## 한글 언어 처리
한글 언어 처리의 어려움: 띄어쓰기, 조사 등

KoNLPy: 한글 형태소 패키지
형태소 - '단어로서 의미를 가지는 최소 단위'

In [4]:
import pandas as pd

train_df = pd.read_csv("../ratings_train.txt", sep="\t")
train_df.head()

Unnamed: 0,id,document,label
0,9976970,아 더빙.. 진짜 짜증나네요 목소리,0
1,3819312,흠...포스터보고 초딩영화줄....오버연기조차 가볍지 않구나,1
2,10265843,너무재밓었다그래서보는것을추천한다,0
3,9045019,교도소 이야기구먼 ..솔직히 재미는 없다..평점 조정,0
4,6483659,사이몬페그의 익살스런 연기가 돋보였던 영화!스파이더맨에서 늙어보이기만 했던 커스틴 ...,1


In [6]:
train_df["label"].value_counts()

0    75173
1    74827
Name: label, dtype: int64

In [9]:
import re

train_df = train_df.fillna(' ')
train_df["document"] = train_df["document"].apply(lambda x: re.sub(r"\d+", " ", x))

test_df = pd.read_csv("../ratings_test.txt", sep="\t")
test_df = test_df.fillna(' ')
test_df["document"] = test_df["document"].apply(lambda x: re.sub(r"\d+", " ", x))

In [10]:
train_df.drop("id", axis=1, inplace=True)
test_df.drop("id", axis=1, inplace=True)

TF-IDF 방식으로 단어 벡터화
형태소 단어로 토큰화 (Twitter class 이용)

In [13]:
from konlpy.tag import Okt

okt = Okt()
def okt_tokenizer(text):
    tokens_ko = okt.morphs(text)
    return tokens_ko

In [21]:
from sklearn.feature_extraction.text import TfidfVectorizer
from sklearn.model_selection import GridSearchCV

tfidf_vect = TfidfVectorizer(tokenizer=okt_tokenizer, ngram_range=(1, 2), min_df=3, max_df=0.9)
tfidf_vect.fit(train_df["document"])
tfidf_matrix_train = tfidf_vect.transform(train_df["document"])



In [19]:
from sklearn.linear_model import LogisticRegression

lg_clf = LogisticRegression(random_state=0, solver="liblinear")

params = {
    'C': [1, 3.5, 4.5, 5.5, 10]
}
grid_cv = GridSearchCV(lg_clf, param_grid=params, cv=3, scoring="accuracy", verbose=1)
grid_cv.fit(tfidf_matrix_train, train_df["label"])
print(grid_cv.best_params_, round(grid_cv.best_score_, 4))

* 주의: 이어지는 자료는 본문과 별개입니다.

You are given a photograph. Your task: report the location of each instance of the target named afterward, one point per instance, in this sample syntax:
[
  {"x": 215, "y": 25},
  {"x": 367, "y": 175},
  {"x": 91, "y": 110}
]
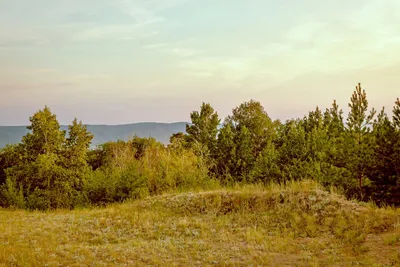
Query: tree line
[{"x": 359, "y": 155}]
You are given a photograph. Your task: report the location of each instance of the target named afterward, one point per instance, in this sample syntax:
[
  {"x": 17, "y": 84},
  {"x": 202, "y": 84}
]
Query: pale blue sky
[{"x": 123, "y": 61}]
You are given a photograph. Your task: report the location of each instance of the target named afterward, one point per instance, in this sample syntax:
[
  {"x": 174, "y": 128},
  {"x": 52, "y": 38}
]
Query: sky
[{"x": 126, "y": 61}]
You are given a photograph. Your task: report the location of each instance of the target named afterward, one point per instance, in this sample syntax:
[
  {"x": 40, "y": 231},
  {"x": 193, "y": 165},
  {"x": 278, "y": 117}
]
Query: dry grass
[{"x": 296, "y": 225}]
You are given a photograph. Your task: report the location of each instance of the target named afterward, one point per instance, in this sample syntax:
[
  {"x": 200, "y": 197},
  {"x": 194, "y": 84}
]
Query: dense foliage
[{"x": 360, "y": 156}]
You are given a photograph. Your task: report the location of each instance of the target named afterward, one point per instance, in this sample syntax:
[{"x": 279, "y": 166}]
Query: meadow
[{"x": 299, "y": 224}]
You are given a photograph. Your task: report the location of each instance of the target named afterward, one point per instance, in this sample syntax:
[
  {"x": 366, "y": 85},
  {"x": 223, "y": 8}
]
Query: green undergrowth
[{"x": 299, "y": 224}]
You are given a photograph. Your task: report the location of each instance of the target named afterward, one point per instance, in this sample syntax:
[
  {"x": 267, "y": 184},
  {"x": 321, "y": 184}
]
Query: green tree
[
  {"x": 45, "y": 136},
  {"x": 253, "y": 116},
  {"x": 204, "y": 127},
  {"x": 51, "y": 169},
  {"x": 383, "y": 170},
  {"x": 358, "y": 135}
]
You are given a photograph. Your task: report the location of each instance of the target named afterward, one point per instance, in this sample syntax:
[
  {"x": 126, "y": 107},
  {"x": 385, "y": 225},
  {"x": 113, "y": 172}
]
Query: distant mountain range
[{"x": 104, "y": 133}]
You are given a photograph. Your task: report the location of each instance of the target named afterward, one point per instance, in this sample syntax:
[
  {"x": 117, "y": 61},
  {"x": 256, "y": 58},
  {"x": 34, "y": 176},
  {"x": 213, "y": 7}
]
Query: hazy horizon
[{"x": 117, "y": 62}]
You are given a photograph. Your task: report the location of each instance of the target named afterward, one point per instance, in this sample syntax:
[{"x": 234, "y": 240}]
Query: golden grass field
[{"x": 294, "y": 225}]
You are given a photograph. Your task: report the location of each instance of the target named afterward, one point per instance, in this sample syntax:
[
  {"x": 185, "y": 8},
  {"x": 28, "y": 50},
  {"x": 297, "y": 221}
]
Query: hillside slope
[
  {"x": 103, "y": 133},
  {"x": 298, "y": 225}
]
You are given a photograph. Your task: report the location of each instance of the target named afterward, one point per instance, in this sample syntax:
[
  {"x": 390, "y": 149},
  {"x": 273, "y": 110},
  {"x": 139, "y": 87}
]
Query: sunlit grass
[{"x": 298, "y": 224}]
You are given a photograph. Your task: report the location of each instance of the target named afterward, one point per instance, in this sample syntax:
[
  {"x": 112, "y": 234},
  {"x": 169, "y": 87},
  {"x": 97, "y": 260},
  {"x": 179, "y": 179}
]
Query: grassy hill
[
  {"x": 104, "y": 133},
  {"x": 296, "y": 225}
]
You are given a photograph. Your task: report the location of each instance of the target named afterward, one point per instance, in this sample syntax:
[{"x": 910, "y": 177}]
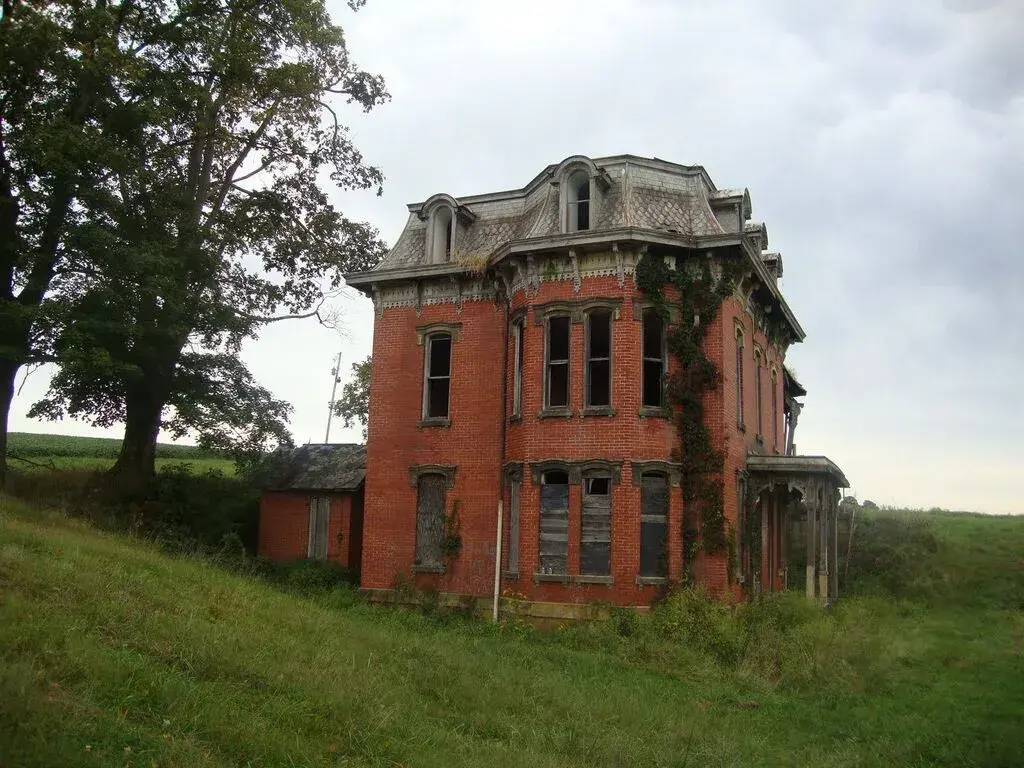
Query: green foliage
[
  {"x": 353, "y": 406},
  {"x": 199, "y": 217},
  {"x": 30, "y": 444},
  {"x": 452, "y": 541},
  {"x": 112, "y": 652},
  {"x": 696, "y": 293}
]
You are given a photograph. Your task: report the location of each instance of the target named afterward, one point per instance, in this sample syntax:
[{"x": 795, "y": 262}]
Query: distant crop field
[
  {"x": 29, "y": 452},
  {"x": 30, "y": 444}
]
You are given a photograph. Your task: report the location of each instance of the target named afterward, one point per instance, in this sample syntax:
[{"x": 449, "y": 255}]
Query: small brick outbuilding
[{"x": 312, "y": 505}]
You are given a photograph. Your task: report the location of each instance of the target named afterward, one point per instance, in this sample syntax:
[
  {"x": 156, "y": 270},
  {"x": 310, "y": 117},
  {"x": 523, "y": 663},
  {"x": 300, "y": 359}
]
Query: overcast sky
[{"x": 883, "y": 144}]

Fitting 3 folds for each of 5 candidates, totalling 15 fits
{'C': 3.5} 0.8593


using test set

In [22]:
from sklearn.metrics import accuracy_score

tfidf_matrix_test = tfidf_vect.transform(test_df["document"])

best_estimator = grid_cv.best_estimator_
preds = best_estimator.predict(tfidf_matrix_test)

print("Logistic Regression accuracy:", accuracy_score(test_df["label"], preds))

Logistic Regression accuracy: 0.86172